Multiresolution Wavelet Transform Based Anisotropic Diffusion for Removing Speckle Noise in a Real-Time Vision-Based Database

Multiresolution Wavelet Transform Based Anisotropic Diffusion for Removing Speckle Noise in a Real-Time Vision-Based Database

Rohini Mahajan (Central University of Jammu, India) and Devanand Padha (Central University of Jammu, India)
DOI: 10.4018/IJMDEM.2020010101

Abstract

In this research article, a novel algorithm is introduced to identify the noisy pixels in video frames and correct them to enhance video quality. The technique consists of three stages: fragmentation of the video sequences to respective 2D frames, noisy pixel identification in the 2D frames, and denoising the pixels to obtain original pixels.
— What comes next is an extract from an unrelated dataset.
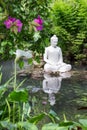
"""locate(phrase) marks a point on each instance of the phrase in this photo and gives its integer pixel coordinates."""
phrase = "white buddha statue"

Due to the complexity in the background and the change in appearance of the body in motion, noise variation occurs. Various researchers discuss that in order to denoise the video sequences, spatio-temporal filtering is required which identifies noise and preserves the edges. In the first stage, the video sequences are analyzed for the removal of redundant frames. This is done by using the video fragmentation process in the MATLAB toolbox. In the next stage, color smoothing is applied to the target frames for processing the flat regions and identifying all the noisy pixels. In the final stage, an improvised multiresolution wavelet transform based anisotropic diffusion filtering is applied which enhances the denoising process in horizontal, vertical, and diagonal sub bands of the video frame signal. The proposed technique can remove the speckle noise and estimate the motion by preserving the minute details of the processed video frames.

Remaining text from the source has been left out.